- 1 -

128 19 39
                                    

Başladığınız tarihi bırakabilirsiniz <3
[170321]

•••••••••••••••

18 yaşındaki kırmızı saçlı genç, her pazar günü annesi tarafından zorla yollandığı kiliseye bu sefer istekli bir şekilde gidiyordu. Açık konuşmak gerekirse asla dindar biri olmamıştı, şu an oraya gitmesinin sebebi de uzun bir süredir ilgisini çeken Park Seonghwa'ydı. Dindar bir ailenin dindar oğlu Park Seonghwa.

Islık çalarak güneşli havaya eşlik etti, kırmızı saçları güneş ışığıyla parlıyordu. Kiliseye attığı her bir adımda etraftaki insanlar ona bakıyordu. Her gün kırmızı saçlı, dövmesi bulunan, ağzından küfür eksik olmayan bir genci kilisenin etrafında görmüyorlardı sonuçta.

Kilisenin kapısını sakince açtı, ses çıkarmamaya çalışarak boş yerlerden birine geçti. Seonghwa'nın arka sıralarından birindeydi, onun ne yaptığını rahatlıkla görebiliyordu. Eline aldığı İncil'i okuyan siyah saçlı genç kusursuz görünüyordu. Herkesin kusurlu olduğu bu dünyada, kusursuzluğu bir kusur olan tek kişiydi.

Söylenen uzun ilahiler sonrası günün bitimine doğru herkes birbir Tanrıya dualarını ediyordu.

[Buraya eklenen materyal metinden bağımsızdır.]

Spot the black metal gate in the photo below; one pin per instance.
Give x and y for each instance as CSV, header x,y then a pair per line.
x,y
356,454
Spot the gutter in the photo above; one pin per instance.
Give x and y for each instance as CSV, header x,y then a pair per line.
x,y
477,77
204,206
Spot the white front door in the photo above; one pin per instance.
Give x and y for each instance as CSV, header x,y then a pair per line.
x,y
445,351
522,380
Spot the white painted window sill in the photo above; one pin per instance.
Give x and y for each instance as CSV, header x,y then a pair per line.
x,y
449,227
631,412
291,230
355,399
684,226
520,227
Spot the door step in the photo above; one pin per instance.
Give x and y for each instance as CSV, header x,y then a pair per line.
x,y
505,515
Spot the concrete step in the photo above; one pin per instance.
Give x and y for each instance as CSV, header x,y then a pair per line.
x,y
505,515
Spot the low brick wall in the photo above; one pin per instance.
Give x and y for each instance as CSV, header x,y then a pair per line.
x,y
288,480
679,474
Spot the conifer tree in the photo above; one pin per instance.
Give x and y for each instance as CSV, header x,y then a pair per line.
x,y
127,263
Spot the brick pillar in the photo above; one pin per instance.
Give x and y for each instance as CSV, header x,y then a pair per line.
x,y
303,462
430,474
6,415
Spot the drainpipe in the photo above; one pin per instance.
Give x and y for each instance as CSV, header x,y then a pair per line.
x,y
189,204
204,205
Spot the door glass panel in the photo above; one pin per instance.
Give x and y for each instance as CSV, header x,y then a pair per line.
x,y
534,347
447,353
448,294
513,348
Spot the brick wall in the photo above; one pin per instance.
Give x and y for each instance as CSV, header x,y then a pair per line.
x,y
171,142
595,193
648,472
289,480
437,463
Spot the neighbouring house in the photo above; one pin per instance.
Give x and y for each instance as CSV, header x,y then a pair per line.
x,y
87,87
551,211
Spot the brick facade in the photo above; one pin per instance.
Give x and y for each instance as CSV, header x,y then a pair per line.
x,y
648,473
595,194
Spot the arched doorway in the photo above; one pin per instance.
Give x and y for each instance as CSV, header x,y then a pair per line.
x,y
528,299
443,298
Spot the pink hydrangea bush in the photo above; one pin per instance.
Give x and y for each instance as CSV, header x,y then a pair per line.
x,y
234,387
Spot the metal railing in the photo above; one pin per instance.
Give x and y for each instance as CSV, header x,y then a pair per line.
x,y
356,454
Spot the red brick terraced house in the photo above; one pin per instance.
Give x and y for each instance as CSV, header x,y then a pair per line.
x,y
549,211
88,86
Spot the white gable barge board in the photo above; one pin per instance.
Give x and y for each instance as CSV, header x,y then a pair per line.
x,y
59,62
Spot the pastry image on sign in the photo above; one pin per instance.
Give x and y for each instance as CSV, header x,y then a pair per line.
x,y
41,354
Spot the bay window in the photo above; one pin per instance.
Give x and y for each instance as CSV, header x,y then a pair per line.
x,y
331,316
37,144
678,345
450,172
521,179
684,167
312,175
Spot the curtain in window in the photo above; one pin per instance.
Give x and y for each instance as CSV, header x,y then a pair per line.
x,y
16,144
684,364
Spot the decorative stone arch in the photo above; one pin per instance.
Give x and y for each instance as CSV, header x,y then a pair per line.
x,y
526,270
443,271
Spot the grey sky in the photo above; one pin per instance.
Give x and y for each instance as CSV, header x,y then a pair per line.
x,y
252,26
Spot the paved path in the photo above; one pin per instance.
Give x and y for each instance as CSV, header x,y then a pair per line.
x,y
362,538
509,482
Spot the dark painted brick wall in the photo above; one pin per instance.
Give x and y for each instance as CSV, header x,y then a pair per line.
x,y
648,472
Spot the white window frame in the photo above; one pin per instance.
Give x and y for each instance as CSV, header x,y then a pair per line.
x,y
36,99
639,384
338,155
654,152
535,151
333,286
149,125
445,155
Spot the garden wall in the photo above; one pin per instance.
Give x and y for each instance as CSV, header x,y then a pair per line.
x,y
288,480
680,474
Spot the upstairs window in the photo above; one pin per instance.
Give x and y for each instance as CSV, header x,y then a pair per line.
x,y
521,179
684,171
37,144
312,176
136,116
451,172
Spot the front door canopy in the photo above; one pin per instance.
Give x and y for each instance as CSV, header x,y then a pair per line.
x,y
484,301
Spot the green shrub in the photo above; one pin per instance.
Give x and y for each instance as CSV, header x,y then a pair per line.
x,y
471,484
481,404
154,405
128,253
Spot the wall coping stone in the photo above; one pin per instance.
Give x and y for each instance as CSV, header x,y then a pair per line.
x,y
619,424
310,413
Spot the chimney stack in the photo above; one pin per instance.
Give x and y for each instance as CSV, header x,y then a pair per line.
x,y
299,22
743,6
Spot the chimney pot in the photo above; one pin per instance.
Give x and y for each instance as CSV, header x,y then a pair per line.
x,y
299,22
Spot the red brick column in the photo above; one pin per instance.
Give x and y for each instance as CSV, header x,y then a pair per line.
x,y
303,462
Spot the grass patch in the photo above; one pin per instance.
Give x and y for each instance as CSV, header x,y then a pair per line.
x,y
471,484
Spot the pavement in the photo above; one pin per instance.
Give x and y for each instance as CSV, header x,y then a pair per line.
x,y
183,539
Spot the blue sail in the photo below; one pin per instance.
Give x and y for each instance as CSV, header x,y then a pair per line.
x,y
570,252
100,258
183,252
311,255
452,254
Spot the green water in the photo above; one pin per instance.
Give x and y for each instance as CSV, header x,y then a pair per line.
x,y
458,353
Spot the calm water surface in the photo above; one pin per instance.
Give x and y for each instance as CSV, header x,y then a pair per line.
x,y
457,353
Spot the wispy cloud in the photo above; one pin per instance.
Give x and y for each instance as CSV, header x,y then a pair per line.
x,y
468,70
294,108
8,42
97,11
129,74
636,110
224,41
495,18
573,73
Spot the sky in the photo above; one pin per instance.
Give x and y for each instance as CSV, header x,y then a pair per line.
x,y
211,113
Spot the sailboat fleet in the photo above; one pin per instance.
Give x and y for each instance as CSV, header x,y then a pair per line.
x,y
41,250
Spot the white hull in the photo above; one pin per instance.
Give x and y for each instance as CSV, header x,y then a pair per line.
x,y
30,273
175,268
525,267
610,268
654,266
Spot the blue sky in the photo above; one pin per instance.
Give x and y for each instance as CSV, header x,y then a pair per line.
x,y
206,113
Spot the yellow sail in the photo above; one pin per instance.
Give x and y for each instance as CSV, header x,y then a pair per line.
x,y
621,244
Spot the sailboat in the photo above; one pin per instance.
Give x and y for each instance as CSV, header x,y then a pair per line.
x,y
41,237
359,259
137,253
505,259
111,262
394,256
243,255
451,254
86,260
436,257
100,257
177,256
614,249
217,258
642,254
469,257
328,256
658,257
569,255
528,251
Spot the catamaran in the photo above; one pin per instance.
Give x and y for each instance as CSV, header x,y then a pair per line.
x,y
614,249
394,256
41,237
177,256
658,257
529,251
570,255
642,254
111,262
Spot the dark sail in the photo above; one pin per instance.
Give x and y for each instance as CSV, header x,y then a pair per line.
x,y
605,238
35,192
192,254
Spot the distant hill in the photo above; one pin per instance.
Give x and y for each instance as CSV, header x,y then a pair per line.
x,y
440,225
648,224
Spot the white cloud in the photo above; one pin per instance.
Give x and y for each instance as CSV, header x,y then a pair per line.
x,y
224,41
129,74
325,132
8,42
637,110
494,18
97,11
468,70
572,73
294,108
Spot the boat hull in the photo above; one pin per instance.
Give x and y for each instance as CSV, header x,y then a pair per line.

Kendisi Tanrının varlığına inanmasa dâhi ortama ayak uydurmak için insanları taklit etmeye başladı. Dualarını bitiren kişiler birer birer kiliseden çıktılar, kutsal yerdeki insan sayısı her dakika azalıyordu. 3 gündür yapmayı planladığı şey için etrafta kimsenin olmaması gerekiyordu.

Aradan geçen 7-8 dakikanın sonunda kilisede neredeyse hiç kimse kalmamıştı. O, Seonghwa ve birkaç kişi daha vardı ibadet yerinde. En sonunda papaz ve birkaç kişi daha çıktığında büyük ve eski bu kutsal yerde sadece ikisi kalmıştı. Seonghwa gözlerini kapamış ve ellerini birleştirmiş bir şekilde Tanrıya dua ediyordu hâlâ. Onun bu kadar günahı ve isteği olduğunu bilmiyordu, buna pek takılmadı.

Seonghwa'nın uzun ve bir o kadar da sıkıcı geçen dualarının ardından siyah saçlı genç İncil'ini eline aldı ve üstünü düzeltti. Kilisenin çıkışına doğru adımlarken Hongjoong koşarak ona yetişti, bir şeyler söylemek için dudaklarını aralamıştı ki Seonghwa onu böldü.

"Ailem seninle konuşmamı istemiyor Kim, benden uzak dursan iyi edersin."

"Sadece bir şarkı söyleyecektim oysaki, ayrıca sen söylemezsen kimse öğrenmez."

"2 dakikan var, bundan sonra bir daha karşıma çıkmazsan memnun olurum." Seonghwa'nın bu sözlerinin ardından Hongjoong içinden "Hayatından çıkmayacağımı bilseydin böyle der miydin?" diye geçiriyordu.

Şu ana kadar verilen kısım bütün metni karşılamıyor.